Cabe mencionar un detalle de suma importancia. La puerta redonda está siempre cerrada con una tapa hermética. Al trasladarnos de un compartimiento al otro, tenemos que cerrar todas las puertas — lo que se hace por la simple presión de un botón— porque el espacio interplanetario no es un vacío. Se mueven en él innumerables partículas de materia, desde el tamaño de una partícula de polvo hasta enormes masas. Según la opinión de Kamov, el encuentro de la nave con tales cuerpos errantes es casi imposible, pero podría ocurrir en un caso excepcional. Si una de esas piedras chocara contra la nave, en vista de la enorme velocidad de ambos cuerpos, se produciría una explosión más o menos violenta. En la superficie de la nave se formaría una brecha, por la que se precipitaría el aire contenido en su interior. En pocos segundos toda la tripulación perecería. Pero encontrándose la nave dividida en trozos herméticamente cerrados, semejante fin de la expedición se torna improbable.
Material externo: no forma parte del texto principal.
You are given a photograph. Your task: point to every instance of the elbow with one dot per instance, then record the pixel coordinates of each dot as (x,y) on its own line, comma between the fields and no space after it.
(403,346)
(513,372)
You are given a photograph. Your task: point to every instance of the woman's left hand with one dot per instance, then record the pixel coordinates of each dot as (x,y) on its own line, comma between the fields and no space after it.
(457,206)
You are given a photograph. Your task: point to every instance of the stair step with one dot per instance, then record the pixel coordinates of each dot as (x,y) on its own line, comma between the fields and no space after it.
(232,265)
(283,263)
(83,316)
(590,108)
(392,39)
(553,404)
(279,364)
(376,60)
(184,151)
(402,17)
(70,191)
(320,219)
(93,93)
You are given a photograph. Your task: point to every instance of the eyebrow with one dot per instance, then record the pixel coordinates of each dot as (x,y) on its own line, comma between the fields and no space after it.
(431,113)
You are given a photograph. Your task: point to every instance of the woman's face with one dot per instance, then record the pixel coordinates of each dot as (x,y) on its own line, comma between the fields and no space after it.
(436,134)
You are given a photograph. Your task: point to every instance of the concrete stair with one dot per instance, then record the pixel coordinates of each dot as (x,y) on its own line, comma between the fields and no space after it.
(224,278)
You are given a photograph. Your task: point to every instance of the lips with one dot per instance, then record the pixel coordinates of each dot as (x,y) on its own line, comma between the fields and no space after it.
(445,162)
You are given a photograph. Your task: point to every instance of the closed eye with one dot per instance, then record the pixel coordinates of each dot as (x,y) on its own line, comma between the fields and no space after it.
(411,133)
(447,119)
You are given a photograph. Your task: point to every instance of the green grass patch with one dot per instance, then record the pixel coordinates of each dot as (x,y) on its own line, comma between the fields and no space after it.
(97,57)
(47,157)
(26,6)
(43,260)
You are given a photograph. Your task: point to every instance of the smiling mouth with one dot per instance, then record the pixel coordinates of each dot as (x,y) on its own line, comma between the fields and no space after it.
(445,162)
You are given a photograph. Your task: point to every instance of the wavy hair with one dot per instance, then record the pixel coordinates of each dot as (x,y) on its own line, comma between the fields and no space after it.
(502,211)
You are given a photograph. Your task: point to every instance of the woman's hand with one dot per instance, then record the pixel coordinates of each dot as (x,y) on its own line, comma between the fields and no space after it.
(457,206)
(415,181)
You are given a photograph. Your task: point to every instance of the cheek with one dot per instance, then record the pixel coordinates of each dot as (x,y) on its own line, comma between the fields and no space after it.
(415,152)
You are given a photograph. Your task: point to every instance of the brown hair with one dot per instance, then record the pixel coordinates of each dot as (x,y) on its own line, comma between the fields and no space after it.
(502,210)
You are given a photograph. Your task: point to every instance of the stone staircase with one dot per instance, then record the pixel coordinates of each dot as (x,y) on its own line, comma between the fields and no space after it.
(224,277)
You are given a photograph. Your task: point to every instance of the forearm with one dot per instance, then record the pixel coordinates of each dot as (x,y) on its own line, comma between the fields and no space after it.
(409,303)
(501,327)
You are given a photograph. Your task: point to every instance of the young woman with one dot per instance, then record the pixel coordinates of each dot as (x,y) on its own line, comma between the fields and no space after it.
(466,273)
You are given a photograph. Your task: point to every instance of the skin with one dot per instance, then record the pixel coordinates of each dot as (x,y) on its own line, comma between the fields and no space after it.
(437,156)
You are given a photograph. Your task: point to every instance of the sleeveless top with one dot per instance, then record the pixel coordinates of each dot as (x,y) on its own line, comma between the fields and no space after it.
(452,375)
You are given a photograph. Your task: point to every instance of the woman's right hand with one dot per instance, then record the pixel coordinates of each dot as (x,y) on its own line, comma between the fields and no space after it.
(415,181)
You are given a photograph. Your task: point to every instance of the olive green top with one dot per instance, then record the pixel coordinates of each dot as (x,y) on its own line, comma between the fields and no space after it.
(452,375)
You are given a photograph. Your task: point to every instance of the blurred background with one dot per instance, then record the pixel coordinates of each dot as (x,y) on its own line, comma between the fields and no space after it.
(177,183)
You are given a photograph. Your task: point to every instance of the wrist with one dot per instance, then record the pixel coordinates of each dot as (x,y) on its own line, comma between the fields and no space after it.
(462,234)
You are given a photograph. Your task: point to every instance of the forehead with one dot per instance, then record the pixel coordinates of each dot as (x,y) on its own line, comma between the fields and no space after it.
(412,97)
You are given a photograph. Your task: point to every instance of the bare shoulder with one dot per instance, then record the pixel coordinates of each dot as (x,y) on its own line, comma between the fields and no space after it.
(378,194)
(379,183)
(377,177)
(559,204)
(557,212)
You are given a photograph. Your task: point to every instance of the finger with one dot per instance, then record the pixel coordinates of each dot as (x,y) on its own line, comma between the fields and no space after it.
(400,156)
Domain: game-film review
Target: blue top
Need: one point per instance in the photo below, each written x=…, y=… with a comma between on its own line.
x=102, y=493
Si la superficie de la nave sufriera una brecha en un momento en que alguien se encuentre en la cabina, y siempre que la explosión no sea demasiado fuerte, podría salvarse aplicando un emplasto a la brecha. Estos emplastos están preparados por todos lados; son de tamaños diferentes y tienen que tapar la abertura de manera que no salga el aire, que dentro de la nave tiene sobre los objetos la misma presión que en la tierra, es decir de un kilogramo por centímetro cuadrado, mientras afuera no hay presión. Claro está que en semejante caso habría que actuar con la rapidez de un relámpago.

Acaba de «entrar» en la cabina Paichadze: para abrir la puerta del armario tuvo que ocupar una posición tal, que se encontró colgando por encima de mi cabeza en ángulo recto.
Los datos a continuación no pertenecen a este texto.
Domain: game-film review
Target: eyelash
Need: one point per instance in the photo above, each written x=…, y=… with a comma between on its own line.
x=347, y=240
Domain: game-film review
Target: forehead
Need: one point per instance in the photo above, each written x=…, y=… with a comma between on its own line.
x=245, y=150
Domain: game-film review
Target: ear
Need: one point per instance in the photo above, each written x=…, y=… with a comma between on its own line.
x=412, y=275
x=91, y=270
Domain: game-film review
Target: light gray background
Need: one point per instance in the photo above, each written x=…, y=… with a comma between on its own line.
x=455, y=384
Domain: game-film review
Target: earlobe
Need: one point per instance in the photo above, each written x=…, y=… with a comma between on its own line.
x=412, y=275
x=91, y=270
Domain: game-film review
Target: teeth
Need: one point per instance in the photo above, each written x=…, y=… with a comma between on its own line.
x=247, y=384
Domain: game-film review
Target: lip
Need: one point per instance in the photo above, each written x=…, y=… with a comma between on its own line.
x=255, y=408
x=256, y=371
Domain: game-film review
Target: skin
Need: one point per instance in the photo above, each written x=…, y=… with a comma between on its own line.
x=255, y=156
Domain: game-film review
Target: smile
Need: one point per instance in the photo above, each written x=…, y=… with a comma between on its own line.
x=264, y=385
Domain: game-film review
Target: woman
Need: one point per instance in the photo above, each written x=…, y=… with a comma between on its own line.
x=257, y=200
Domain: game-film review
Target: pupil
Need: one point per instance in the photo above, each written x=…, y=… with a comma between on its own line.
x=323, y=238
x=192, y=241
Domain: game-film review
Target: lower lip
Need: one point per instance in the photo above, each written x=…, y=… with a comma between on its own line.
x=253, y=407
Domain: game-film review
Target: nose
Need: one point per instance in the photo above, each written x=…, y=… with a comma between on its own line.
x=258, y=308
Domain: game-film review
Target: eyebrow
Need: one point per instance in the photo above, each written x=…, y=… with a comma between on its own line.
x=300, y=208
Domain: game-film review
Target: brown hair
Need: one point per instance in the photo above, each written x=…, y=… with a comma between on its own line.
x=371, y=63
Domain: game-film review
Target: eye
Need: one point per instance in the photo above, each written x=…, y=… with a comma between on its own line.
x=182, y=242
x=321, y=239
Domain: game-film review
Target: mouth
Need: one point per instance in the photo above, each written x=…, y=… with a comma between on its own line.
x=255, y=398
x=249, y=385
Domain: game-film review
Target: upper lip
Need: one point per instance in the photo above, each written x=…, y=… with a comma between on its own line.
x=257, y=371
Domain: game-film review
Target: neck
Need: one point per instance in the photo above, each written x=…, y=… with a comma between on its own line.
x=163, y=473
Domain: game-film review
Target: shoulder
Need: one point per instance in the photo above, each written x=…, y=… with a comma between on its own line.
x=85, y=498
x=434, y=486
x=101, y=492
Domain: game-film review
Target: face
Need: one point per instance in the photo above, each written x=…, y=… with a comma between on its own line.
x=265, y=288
Yo sabía que tanto él, como los objetos del armario, no podían caer sobre mí, pero la fuerza de las costumbres «terrestres» me hizo retroceder. Naturalmente, el cuaderno voló al otro lado.
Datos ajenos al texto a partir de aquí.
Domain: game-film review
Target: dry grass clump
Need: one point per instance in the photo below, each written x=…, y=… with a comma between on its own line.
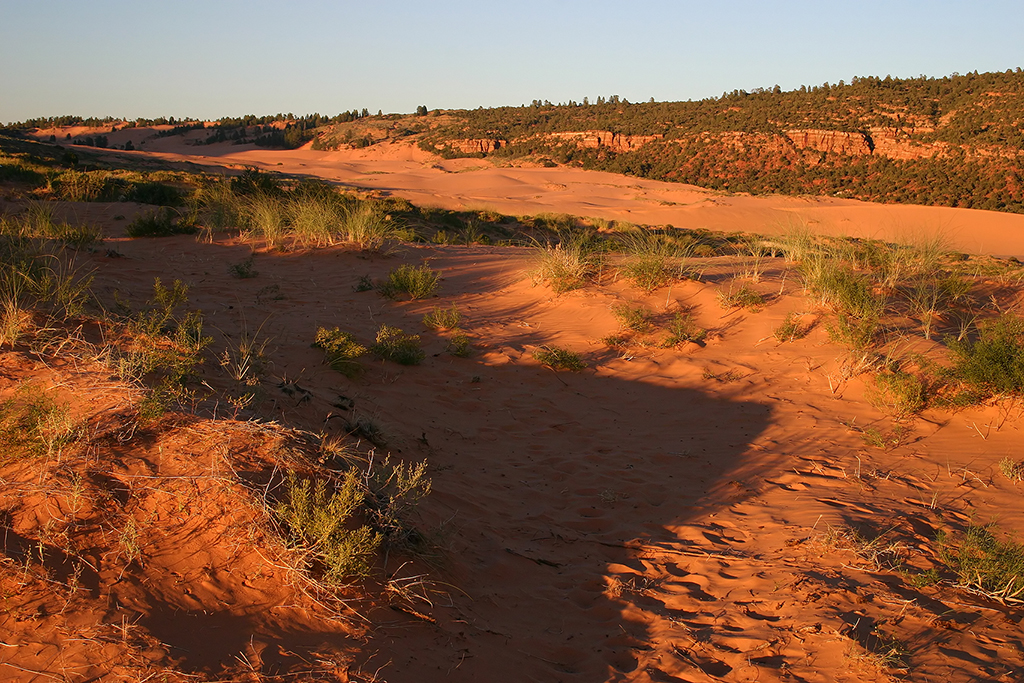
x=341, y=349
x=652, y=259
x=569, y=263
x=743, y=297
x=985, y=564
Paichadze lo observó y se puso a reír. Sacó del armario el aparato que necesitaba y dándose vuelta diestramente en el aire se encontró en la misma posición que yo, habiendo agarrado de paso mi cuaderno.

— ¿Puedo leer? — me preguntó.

Asentí, y se puso a leer atentamente las últimas páginas.

— Los fenómenos físicos que suceden en la nave — dijo devolviéndome el cuaderno —, están bien descriptos, pero ¿por qué no describió el momento del «decolage»?

— Lo haré sin falta.

— Habría que proceder cronológicamente.

— Este diario — le contesté —, no es más que materia prima. Lo escribo como venga.

— Nunca hay que hacer nada «como venga» y «así nomás» — dijo poniéndome la mano en el hombro, lo que me hizo bajar inmediatamente en el aire —. No se vaya a ofender.

Salió cerrando la puerta y yo volví a «sentarme» a la mesa y releí atentamente todo lo escrito.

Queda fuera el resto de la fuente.